A key House Republican plans a renewed effort to bar multiple taxes on digital goods and services, offering a revised bill that seeks to overcome objections that stalled a past legislative effort.
Rep. Lamar Smith (Tex.), a former chairman of the House Judiciary Committee who remains a panel member, introduced the measure last month. It would prohibit what the effort’s supporters say are discriminatory taxes on music, pictures and other digital goods and services sold over the Internet.
The proposal, which Smith intends to push when Congress reconvenes next week, is co-sponsored by Rep. Steve Cohen (D-Tenn.). Sen. Ron Wyden (D-Ore.) is supporting similar legislation in the Senate.
“As technology advances, it is important that tax policies do not unfairly penalize consumers who choose to download digital goods rather than purchase their tangible counterparts,” Smith said in a statement as he introduced the bill. “This legislation promotes tax fairness and ensures that consumers are not discouraged from purchasing digital goods.”
Smith’s earlier bill was approved by the House judiciary panel in 2012, when he served as chairman. The measure did not advance, and Smith and its other backers crafted the new version to address what they agreed were shortcomings.
The National Governors Association was one of the groups that opposed the initial legislation, saying it needed a tighter definition of digital goods and adjustments to reduce the potential lost revenue to state and local governments.
The measure would have cost those jurisdictions as much as $3 billion in forgone sales tax after its first year in effect, the Congressional Budget Office reported.
The earlier bill also drew complaints that it would have infringed on states’ authority by effectively barring the sole use of regulatory or administrative means to shape sales taxes on digital goods, said Sam Whitehorn, executive director of the Download Fairness Coalition, which includes the Wireless Association and other groups pushing for the legislation.
In response to governors’ concerns, the bill’s supporters dropped a provision that would have required states to use a legislative route rather than rely on administrative authority, Whitehorn said.
The bill declares that a state may tax only sales of digital goods and services to customers with a tax address within that state. States also may not impose multiple taxes on digital goods.
The bill defines digital goods as sounds, images, data and facts maintained in digital form. Internet access service is not a digital good, the measure says.
The legislation “brings us closer to establishing a national framework guiding how state and local taxes can be imposed rationally and fairly on the digital economy,” Whitehorn said. “As the digital economy continues to grow, such a framework will ensure consumers are never subject to the nightmare scenario where someone downloading a single app or song could be taxed multiple times for the same product by competing jurisdictions.”
One contentious issue, the taxation of hotel rooms reserved through third-party Web sites, remains unresolved.
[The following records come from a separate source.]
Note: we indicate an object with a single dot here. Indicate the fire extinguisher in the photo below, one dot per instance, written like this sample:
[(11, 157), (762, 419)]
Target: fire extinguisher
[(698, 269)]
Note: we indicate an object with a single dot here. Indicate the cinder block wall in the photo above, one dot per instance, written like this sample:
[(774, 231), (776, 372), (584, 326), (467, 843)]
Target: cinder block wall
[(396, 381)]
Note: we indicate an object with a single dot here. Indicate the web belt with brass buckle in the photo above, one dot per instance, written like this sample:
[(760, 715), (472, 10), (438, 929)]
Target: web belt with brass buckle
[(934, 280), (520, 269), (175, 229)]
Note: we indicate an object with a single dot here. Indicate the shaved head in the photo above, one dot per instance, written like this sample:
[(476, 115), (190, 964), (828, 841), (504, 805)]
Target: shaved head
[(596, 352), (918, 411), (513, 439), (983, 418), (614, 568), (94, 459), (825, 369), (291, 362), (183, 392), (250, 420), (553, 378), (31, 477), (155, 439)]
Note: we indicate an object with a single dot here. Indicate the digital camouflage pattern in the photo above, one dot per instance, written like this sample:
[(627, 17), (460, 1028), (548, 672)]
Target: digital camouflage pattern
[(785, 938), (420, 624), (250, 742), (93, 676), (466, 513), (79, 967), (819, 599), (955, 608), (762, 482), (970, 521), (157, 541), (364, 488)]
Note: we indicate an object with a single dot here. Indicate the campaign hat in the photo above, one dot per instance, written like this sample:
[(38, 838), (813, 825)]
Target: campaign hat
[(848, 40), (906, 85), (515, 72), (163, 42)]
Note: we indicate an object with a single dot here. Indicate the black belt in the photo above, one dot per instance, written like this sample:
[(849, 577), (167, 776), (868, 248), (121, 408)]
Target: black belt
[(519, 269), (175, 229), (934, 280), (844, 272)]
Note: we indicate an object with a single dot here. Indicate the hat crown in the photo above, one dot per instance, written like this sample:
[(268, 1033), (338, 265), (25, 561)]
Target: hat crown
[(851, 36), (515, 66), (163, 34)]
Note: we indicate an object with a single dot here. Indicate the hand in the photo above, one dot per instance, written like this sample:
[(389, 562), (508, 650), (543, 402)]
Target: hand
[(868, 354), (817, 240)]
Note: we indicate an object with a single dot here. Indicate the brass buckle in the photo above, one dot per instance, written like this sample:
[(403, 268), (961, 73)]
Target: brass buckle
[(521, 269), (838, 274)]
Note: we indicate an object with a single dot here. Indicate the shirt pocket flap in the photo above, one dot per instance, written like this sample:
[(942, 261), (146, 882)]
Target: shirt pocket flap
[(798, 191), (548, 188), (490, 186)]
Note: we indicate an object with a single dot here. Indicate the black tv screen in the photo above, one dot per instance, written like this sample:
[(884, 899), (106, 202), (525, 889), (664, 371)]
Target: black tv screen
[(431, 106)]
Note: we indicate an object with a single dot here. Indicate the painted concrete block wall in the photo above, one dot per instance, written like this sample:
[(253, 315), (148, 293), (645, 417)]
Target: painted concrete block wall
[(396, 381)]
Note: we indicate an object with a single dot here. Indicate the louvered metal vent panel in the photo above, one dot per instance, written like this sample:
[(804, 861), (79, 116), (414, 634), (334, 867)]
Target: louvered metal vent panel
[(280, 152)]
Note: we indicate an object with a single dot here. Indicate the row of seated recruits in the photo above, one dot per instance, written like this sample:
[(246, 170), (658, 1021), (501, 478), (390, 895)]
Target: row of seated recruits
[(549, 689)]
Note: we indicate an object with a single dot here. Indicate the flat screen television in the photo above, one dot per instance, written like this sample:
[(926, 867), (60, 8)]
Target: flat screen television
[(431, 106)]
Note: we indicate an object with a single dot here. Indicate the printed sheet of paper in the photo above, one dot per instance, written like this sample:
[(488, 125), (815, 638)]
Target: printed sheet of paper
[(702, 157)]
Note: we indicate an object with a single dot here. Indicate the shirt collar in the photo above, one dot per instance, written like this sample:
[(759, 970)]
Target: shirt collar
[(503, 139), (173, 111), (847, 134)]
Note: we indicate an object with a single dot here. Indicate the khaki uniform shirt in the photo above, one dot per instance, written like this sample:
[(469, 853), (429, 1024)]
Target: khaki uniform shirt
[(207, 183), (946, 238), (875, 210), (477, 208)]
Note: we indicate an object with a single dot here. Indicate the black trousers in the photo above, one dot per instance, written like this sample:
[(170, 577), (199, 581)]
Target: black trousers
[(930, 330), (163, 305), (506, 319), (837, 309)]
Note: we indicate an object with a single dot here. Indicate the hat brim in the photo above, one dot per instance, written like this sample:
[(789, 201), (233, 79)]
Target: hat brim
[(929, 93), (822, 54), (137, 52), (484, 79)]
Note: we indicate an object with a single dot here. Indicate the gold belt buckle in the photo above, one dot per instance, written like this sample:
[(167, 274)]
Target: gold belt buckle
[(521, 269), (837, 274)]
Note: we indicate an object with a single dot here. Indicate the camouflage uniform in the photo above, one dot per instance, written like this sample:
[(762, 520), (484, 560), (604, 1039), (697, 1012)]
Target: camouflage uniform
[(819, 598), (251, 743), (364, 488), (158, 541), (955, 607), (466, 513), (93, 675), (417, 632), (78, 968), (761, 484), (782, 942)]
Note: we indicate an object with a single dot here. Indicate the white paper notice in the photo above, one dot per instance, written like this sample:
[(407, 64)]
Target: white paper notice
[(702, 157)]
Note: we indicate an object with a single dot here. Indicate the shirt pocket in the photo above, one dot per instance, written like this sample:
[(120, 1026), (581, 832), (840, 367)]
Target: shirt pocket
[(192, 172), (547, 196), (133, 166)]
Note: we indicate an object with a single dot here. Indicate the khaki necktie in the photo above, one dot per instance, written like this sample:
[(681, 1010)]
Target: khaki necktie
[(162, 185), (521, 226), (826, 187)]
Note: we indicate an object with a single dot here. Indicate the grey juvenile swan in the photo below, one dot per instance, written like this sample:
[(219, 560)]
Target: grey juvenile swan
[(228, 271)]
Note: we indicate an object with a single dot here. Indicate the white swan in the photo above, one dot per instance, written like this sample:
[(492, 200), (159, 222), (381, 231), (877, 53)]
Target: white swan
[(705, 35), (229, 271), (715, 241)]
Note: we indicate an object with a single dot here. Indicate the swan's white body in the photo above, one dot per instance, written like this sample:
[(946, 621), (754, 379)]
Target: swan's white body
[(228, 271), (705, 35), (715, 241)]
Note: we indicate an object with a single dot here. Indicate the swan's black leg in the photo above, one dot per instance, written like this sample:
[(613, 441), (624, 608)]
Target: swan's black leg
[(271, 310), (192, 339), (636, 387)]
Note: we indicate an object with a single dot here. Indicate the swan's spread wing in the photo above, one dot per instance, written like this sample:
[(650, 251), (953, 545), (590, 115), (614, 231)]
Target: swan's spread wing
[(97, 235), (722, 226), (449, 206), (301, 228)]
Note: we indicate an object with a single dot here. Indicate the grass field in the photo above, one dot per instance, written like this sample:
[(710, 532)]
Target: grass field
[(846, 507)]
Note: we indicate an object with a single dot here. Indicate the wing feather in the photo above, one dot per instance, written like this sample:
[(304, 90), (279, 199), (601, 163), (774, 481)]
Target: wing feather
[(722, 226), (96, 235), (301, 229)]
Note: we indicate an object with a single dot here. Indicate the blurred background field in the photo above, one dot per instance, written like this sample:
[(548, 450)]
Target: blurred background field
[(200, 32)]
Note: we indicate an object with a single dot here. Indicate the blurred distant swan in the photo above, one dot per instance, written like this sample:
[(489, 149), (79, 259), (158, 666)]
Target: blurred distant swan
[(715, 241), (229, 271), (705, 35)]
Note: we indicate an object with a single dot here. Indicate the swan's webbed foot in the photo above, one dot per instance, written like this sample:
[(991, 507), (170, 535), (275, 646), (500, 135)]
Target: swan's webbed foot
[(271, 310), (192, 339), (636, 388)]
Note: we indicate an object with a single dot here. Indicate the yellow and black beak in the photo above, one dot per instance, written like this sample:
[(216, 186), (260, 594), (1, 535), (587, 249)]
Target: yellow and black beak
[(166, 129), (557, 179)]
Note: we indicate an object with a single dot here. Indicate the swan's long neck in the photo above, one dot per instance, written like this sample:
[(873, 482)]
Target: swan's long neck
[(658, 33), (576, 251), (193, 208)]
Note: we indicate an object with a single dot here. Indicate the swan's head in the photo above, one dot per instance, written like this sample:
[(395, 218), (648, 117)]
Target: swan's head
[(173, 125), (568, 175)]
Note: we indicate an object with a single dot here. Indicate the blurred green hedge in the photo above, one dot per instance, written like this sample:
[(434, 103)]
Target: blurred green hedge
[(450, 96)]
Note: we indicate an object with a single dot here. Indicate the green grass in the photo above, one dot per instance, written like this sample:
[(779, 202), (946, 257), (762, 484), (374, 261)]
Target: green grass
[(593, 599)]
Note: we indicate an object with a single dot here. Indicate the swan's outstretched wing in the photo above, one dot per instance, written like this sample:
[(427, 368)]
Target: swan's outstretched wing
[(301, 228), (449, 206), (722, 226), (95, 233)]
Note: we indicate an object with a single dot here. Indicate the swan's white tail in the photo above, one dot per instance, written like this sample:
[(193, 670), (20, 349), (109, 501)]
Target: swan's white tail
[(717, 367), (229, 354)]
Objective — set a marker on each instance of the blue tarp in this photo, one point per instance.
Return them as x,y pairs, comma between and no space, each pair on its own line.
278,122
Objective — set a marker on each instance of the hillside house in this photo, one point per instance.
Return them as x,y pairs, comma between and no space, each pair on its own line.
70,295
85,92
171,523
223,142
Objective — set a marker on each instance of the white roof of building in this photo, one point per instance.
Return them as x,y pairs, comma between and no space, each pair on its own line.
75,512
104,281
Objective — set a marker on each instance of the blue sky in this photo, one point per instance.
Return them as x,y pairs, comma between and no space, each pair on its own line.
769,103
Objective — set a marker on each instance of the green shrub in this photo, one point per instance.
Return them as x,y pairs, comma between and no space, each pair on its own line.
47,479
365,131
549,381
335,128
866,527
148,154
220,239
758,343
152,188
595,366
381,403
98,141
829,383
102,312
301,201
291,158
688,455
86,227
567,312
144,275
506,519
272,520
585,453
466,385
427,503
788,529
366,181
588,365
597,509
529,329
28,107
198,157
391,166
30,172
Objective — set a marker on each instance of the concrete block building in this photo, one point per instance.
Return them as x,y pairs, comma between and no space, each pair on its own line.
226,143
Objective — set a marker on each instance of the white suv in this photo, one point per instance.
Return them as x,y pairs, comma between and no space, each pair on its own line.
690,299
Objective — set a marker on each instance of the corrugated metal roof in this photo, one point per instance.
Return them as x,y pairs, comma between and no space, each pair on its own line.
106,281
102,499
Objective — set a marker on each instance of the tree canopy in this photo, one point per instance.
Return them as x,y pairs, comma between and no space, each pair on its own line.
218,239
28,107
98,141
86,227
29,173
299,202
The legislation says hotel intermediary services aren’t considered digital services.
Whitehorn said the bill doesn’t address whether hotel rooms purchased through such services should be subject to sales tax on the price the consumer paid or on the wholesale price the service paid earlier.
Smith, who left the judiciary panel chairmanship because of term limits House Republicans imposed on such posts, now heads the Science, Space and Technology Committee. Rep. Bob Goodlatte (R-Va.) chairs the Judiciary Committee.
Wyden is in line to head the Senate Finance Committee because its current chairman, Max Baucus, is retiring from the Senate. President Obama is nominating Baucus to become the next U.S. ambassador to China, and the Montana Democrat is expected to win Senate confirmation.
Also pending before the House Judiciary Committee is another Internet sales-tax bill, the Marketplace Fairness Act, which passed the Senate in May. It would grant states the power to require remote sellers to collect for them sales taxes at the time of purchase. It also would impose a framework for harmonizing state sales-tax rules to reduce collection burdens on retailers.